Edición: Julio – Setiembre 2021
Joham Choque-Velasquez,1 Juha Hernesniemi.1,2
E-mail: *Joham Choque-Velasquez, email@example.com; firstname.lastname@example.org
Joham Choque-Velasquez, MD, PhD.
Department of Neurosurgery, Helsinki University Hospital,
Topeliuksenkatu 5, 00260 Helsinki, Finland
Immediate and long-term outcomes after treating patients with pineal region cysts and tumors are not well established. The centralized Finnish health care and the Finnish population register offer excellent registry systems for long-term retrospective studies. This thesis aimed to investigate the long-term outcomes of surgically treated pineal region cysts and tumors based on three elements developed in Helsinki University Hospital along the study period: a. the complete microsurgical resection; b. the praying sitting
position, and c. the paramedian supracerebellar infratentorial approach.
Pineal region neoplasms are well-recognized entities. However, quantitative parameters to differentiate normal anatomical variations from pathological benign pineal cysts are currently inexistent. Thus, we studied the correlation between the pineal cyst size and the clinical severity of the patients.
This thesis presents one of the most comprehensive long-term studies of surgically treated pineal region cysts and tumors. The long-term survival, clinical, and radiological outcomes present here were superior to those reported in the literature.
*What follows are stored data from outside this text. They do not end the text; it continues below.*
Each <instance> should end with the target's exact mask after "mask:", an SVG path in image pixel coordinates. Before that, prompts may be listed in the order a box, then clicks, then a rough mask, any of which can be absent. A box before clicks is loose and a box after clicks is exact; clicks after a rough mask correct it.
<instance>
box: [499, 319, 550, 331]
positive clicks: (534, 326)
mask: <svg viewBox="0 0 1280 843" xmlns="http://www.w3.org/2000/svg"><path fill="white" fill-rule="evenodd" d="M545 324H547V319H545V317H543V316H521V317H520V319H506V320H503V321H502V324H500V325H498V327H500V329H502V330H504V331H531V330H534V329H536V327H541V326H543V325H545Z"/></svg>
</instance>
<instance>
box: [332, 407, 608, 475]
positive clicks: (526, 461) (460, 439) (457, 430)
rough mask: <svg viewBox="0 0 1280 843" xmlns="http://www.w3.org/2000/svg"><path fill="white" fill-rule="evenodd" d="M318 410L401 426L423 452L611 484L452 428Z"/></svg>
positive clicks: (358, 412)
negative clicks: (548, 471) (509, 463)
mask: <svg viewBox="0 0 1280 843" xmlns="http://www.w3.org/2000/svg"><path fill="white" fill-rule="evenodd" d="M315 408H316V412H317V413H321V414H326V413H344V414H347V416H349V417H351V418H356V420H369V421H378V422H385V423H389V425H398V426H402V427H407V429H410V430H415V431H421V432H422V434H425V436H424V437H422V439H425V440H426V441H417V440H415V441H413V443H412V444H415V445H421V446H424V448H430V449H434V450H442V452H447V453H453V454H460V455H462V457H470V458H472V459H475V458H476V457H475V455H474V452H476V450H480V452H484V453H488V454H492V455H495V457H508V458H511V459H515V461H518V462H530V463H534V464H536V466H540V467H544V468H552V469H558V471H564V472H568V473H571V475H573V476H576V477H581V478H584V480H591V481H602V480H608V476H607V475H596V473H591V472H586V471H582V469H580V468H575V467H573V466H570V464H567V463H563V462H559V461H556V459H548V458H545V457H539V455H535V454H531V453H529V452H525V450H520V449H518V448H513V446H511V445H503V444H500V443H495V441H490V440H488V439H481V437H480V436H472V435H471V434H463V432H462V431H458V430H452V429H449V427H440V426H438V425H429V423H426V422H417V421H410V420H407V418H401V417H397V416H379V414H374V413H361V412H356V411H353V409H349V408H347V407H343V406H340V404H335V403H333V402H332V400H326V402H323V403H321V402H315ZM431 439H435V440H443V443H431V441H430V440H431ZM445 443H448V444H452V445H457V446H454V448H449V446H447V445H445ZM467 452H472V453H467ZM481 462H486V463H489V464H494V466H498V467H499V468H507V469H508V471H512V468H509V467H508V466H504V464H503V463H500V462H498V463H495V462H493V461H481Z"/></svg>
Each publication includes a subgroup of the 147 consecutive surgically treated patients with pineal region lesions operated in the Department of Neurosurgery of Helsinki University Hospital between 1997 and 2015. We found a direct correlation between the pineal cyst
diameters and the severity of the disease. Thus, a surgically treated pineal cyst appeared a clinically progressive disease with average cyst diameters running between 15mm and 25mm and hydrocephalus at the last stage.
The short- and long-term postoperative functional status of the pineal cyst patients improved after surgery in all except one patient. 97% of the pineal cyst patients achieved complete cyst removal without noticed recurrence nor mortality at 149 ± 62 months. The disease mortality of the patients with surgically treated pineal region tumors reached 18% at 125 ± 105 months of follow-up. Overall, patients with complete tumor removal had superior disease survival and tumor-free imaging outcomes compared to those with
incomplete resected neoplasms. However, the extent of resection did not appear to influence the survival rates of diffuse glioma patients.
Venous air embolism was present in 35% of patients undergoing praying sitting position for pineal region surgery. Severe venous air embolism was absent in the studied series. Among all pre- and intraoperative variables, the only venous injury was associated with venous air embolism. Thus, following proper anesthetic and surgical considerations, the sitting praying position in pineal region surgery does not harbor high risks for severe venous air embolism. Lately, the developed paramedian approach resulted in more functional and safer modification of the conventional midline supracerebellar approach. The effectiveness of the two approaches remained similar in terms of clinical, radiological, and survival outcomes.